“I always wanted my own ‘Nutcracker,’” says Brian Sanders. That’s not an errant Christmas wish for the Philly choreographer and founder of the provocative, acrobatic company JUNK. It’s the backstory for his own new holiday tradition in the making, “Snowball,” which will premiere in December at the Annenberg Center.
“I wanted to tell a little bit of my own story of navigating youth. We have greed and lust, a little true love, a little magic, and you stir it all together and hopefully we have a wonderful fairy tale,” Sanders says.
This particular fairy tale involves the shy Lil’ Tim Flake and Gem, a reclusive heroine with trust issues. The two battle the evil Ice Queen out to take control of their beloved alley, Grey Lane. There is an evil Duke of Toads and a gang of bunnies that, Sanders says, fall into a rich tradition of long-eared heroes. “Every fairy tale and nursery rhyme has a Flopsy and Mopsy, a White Rabbit, a Bugs Bunny — it was endless, the bunnies. I don’t know why, and I don’t think people have explored the bunny archetype, but I’m having fun with that.”
While many in Philly mainly know JUNK for their acclaimed, often racy FringeArts performances, Sanders says that family-friendly entertainment is a core component of the company’s mission, and a primary aspect of their touring shows. For “Snowball,” audiences will be encouraged to interact with the show, from hissing at the villains to dancing along with a “Time Warp”-inspired number and engaging in a snowball fight at the climax.
“There’s a formalism to so much of dance, where you have to sit with your arms crossed in your lap,” Sanders says. “But I think it can be a cheering, raucous experience, too. When we do these family shows, the kids are hooting and screaming and hollering and loving it, and the adults are shushing them the whole time. But we respond to their reactions more than we do to a subdued, comatose audience.”
Inspired by the popularity of Tchaikovsky’s music for the venerated “Nutcracker,” Sanders opted to score his winter wonderland with the popular music of his own generation — namely, '80s pop hits. He refuses to divulge the details (other than the fact that the villainess was nearly christened the “Vanilla Ice Queen”) other than to say, “the genre of music involves a lot of hair gel.”
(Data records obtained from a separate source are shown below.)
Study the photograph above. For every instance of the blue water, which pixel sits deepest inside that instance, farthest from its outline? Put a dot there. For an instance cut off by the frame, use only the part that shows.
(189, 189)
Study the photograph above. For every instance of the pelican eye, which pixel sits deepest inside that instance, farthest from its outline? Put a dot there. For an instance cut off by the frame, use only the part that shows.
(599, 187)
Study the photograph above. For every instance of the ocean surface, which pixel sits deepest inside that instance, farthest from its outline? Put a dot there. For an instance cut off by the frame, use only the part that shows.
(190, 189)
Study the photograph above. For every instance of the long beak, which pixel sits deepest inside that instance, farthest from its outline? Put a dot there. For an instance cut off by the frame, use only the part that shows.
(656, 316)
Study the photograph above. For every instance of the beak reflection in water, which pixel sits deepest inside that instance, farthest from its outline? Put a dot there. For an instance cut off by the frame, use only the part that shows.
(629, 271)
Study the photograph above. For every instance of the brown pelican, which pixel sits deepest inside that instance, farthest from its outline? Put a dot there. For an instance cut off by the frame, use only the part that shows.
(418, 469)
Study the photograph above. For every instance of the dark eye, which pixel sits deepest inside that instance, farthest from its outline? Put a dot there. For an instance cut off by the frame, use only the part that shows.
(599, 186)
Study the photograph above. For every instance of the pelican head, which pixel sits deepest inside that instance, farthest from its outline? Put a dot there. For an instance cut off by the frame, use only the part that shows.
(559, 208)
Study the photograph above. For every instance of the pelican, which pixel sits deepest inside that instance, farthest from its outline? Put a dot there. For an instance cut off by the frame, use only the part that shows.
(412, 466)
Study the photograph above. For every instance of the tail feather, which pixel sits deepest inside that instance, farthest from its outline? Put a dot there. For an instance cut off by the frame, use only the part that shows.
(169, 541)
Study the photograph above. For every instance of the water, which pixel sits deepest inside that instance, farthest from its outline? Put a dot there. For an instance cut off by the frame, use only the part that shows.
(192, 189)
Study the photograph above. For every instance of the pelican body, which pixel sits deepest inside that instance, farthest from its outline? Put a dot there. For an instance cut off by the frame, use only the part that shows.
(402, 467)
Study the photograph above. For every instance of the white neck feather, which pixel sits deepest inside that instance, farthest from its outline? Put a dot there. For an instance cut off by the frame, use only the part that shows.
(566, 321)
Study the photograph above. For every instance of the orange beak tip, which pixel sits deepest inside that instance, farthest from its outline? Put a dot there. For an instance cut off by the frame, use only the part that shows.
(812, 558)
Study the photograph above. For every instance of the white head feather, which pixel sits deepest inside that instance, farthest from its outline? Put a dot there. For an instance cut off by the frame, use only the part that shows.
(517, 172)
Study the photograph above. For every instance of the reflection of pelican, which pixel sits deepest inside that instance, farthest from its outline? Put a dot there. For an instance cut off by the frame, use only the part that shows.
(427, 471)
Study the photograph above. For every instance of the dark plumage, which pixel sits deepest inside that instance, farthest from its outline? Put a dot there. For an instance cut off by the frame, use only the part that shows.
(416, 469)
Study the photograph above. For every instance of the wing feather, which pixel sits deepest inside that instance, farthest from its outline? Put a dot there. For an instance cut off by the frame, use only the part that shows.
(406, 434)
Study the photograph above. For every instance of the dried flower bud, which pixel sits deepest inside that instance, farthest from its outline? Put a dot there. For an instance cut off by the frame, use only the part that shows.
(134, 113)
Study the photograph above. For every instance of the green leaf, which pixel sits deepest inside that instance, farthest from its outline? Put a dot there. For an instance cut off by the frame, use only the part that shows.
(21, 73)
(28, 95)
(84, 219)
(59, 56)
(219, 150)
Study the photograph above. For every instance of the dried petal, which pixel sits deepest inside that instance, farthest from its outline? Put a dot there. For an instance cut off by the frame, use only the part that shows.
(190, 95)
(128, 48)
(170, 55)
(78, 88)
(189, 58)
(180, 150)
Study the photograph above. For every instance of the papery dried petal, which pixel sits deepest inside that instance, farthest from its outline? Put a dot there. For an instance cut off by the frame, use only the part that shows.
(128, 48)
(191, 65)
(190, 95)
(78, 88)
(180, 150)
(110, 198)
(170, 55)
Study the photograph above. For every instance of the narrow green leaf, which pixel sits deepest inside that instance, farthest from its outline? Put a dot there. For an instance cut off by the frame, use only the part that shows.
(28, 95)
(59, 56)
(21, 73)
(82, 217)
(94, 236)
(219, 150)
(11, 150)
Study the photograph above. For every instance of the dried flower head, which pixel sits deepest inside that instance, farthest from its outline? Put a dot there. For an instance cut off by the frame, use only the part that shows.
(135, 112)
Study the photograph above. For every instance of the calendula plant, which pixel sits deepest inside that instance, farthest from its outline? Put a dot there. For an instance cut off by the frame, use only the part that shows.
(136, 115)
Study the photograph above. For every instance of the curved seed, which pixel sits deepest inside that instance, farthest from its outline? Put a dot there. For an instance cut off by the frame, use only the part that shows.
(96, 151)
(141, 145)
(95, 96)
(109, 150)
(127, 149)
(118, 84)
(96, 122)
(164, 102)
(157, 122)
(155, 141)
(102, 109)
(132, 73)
He’s looked to the “Nutcracker” for other guidance as well. “I’m literally looking at ‘The Nutcracker’ for permission,” Sanders says. “I was nervous about killing the queen, which is a pretty violent act, but hell, if they can kill a mouse king on stage then I can kill an ice queen. And I know it’s a bit hokey, but I still love going to see ‘The Nutcracker’ and those magic moments. I’m hoping to find and achieve my own moments of magic.”